Sunday, December 17, 2006

How to find duplicate rows in a table? (For SQL Server 2005)

There are two possibilities,

1. Take account of all the rows: Your table doesn’t have any primary key and you want to check for duplicates.
2. Only for selected rows: Your table is having a primary key, so that will always be unique.

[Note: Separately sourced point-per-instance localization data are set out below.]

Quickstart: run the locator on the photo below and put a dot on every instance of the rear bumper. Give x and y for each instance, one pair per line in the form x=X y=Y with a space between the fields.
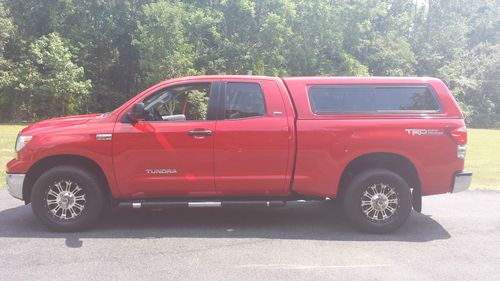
x=15 y=185
x=462 y=182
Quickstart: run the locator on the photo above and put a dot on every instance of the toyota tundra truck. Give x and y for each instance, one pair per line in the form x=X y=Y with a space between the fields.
x=376 y=144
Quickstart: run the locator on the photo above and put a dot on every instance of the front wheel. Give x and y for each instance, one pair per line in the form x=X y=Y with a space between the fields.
x=378 y=201
x=67 y=198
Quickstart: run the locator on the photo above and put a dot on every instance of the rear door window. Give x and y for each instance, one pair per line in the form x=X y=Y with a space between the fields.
x=243 y=100
x=326 y=99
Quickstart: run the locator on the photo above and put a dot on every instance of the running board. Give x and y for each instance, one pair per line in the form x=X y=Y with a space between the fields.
x=198 y=204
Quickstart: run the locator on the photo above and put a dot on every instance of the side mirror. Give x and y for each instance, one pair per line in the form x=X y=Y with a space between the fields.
x=137 y=113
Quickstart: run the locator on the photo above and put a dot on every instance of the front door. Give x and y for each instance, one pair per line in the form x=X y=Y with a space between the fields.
x=170 y=153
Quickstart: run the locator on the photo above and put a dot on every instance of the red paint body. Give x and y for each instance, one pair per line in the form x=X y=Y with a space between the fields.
x=290 y=148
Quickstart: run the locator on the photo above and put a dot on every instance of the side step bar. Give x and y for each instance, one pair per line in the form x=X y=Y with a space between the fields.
x=198 y=204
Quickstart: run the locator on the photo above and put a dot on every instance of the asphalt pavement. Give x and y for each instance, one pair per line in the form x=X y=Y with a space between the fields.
x=456 y=237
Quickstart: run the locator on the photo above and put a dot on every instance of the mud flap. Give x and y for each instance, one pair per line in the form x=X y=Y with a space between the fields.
x=416 y=199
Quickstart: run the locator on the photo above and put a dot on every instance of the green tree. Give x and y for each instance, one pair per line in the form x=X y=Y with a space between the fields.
x=48 y=82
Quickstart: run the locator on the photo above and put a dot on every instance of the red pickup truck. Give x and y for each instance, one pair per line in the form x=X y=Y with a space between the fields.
x=378 y=144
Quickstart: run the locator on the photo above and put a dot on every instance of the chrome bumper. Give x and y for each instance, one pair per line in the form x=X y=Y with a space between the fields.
x=15 y=185
x=462 y=182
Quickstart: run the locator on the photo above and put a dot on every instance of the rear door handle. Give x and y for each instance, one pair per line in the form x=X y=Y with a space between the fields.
x=206 y=133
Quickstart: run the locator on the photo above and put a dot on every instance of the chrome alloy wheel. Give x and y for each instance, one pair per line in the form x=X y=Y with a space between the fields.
x=65 y=199
x=380 y=202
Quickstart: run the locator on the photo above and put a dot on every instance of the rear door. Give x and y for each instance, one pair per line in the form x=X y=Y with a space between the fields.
x=252 y=141
x=170 y=153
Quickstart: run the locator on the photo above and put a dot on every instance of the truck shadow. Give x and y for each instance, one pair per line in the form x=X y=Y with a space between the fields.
x=308 y=221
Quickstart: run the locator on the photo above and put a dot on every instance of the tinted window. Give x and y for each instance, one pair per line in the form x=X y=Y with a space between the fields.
x=243 y=100
x=371 y=99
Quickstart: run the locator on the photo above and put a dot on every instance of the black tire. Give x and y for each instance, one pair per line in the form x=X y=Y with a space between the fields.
x=89 y=186
x=373 y=221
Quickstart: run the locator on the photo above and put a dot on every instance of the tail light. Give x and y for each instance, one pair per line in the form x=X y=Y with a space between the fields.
x=459 y=135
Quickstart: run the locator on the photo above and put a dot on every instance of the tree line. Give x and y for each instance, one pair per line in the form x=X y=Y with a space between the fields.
x=61 y=57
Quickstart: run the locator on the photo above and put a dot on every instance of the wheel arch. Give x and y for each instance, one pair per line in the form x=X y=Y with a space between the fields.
x=394 y=162
x=46 y=163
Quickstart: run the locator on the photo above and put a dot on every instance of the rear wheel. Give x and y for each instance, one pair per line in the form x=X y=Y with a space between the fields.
x=67 y=198
x=378 y=201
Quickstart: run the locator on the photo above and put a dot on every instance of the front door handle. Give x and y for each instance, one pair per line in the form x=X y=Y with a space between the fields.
x=205 y=133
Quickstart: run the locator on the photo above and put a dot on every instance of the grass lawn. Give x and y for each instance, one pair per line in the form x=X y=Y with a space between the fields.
x=483 y=158
x=483 y=155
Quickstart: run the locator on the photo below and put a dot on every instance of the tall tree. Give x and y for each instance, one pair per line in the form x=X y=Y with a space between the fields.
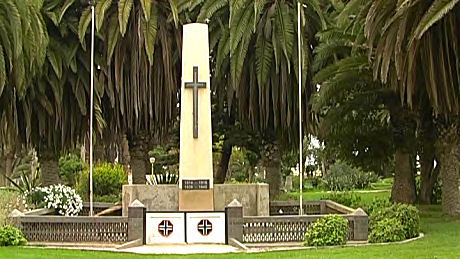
x=256 y=66
x=416 y=45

Here you want to check for other columns.

They query is very easy for the first possibility.
Suppose a table ‘mytable’ has four columns a, b, c, d. (No Primary key)

I.e. select a,b,c,from mytable group by a,b,c,d having count(*) > 1

But, the query is long for the second option.

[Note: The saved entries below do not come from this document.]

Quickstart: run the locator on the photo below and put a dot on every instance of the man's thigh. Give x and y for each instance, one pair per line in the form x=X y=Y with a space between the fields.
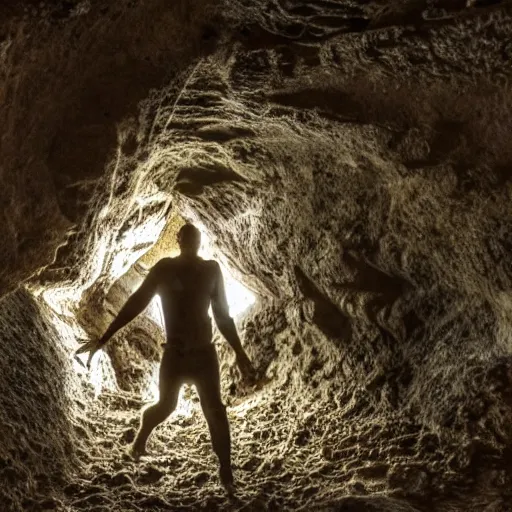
x=170 y=376
x=207 y=380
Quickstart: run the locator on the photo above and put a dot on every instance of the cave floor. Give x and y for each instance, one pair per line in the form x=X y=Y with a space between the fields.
x=284 y=459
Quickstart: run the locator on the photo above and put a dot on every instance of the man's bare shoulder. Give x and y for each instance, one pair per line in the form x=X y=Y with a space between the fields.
x=212 y=265
x=165 y=264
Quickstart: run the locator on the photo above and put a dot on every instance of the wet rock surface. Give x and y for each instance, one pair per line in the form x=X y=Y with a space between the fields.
x=350 y=163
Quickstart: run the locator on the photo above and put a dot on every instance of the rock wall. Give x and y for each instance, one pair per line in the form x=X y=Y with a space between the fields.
x=40 y=427
x=351 y=164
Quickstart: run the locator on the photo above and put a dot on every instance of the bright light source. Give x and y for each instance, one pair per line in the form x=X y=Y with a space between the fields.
x=133 y=244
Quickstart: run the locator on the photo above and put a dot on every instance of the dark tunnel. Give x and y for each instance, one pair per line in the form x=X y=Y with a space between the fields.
x=348 y=164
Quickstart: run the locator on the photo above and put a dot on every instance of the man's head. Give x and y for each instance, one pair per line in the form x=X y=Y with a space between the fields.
x=189 y=239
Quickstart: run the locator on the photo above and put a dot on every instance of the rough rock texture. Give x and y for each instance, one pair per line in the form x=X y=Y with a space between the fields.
x=351 y=163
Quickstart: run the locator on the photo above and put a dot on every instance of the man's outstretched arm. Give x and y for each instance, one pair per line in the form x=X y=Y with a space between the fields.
x=136 y=304
x=226 y=324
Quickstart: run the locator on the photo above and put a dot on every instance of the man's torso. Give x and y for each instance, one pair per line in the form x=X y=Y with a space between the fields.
x=185 y=286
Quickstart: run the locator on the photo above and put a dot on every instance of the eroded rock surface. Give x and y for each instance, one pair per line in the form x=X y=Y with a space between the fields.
x=350 y=163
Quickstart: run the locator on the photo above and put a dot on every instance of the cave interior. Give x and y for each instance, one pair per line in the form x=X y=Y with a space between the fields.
x=348 y=164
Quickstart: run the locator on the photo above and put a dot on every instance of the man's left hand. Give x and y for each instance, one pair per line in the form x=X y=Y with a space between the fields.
x=246 y=368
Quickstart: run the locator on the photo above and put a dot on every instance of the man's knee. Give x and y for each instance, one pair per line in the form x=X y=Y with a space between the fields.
x=162 y=409
x=213 y=408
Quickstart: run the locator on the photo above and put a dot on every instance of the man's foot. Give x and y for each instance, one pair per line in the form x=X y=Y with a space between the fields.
x=226 y=478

Suppose a table ‘mytable’ has four columns a, b, c, d (a and b is composite primary key)

Then the query would be,

select T1.a,T1.b,T1.c,T1.d
from
mytab T1, mytab T2
where
(T1.c=T2.c or (T1.c is null and T2.c is null))
and (T1.d=T2.d or (T1.c is null and T2.c is null))
and T1.A != T2.A
and T1.b != T2.b
order by T1.c,T1.d

OR (this is same as above)

select t1.a,t1.b, t1.c,t1.d
from
mytab T1 inner join mytab T2
on
(T1.c=T2.c or (T1.c is null and T2.c is null))
and (T1.d=T2.d or (T1.c is null and T2.c is null))
where
T1.A != T2.A and T1.b != T2.b
order by t1.c,t1.d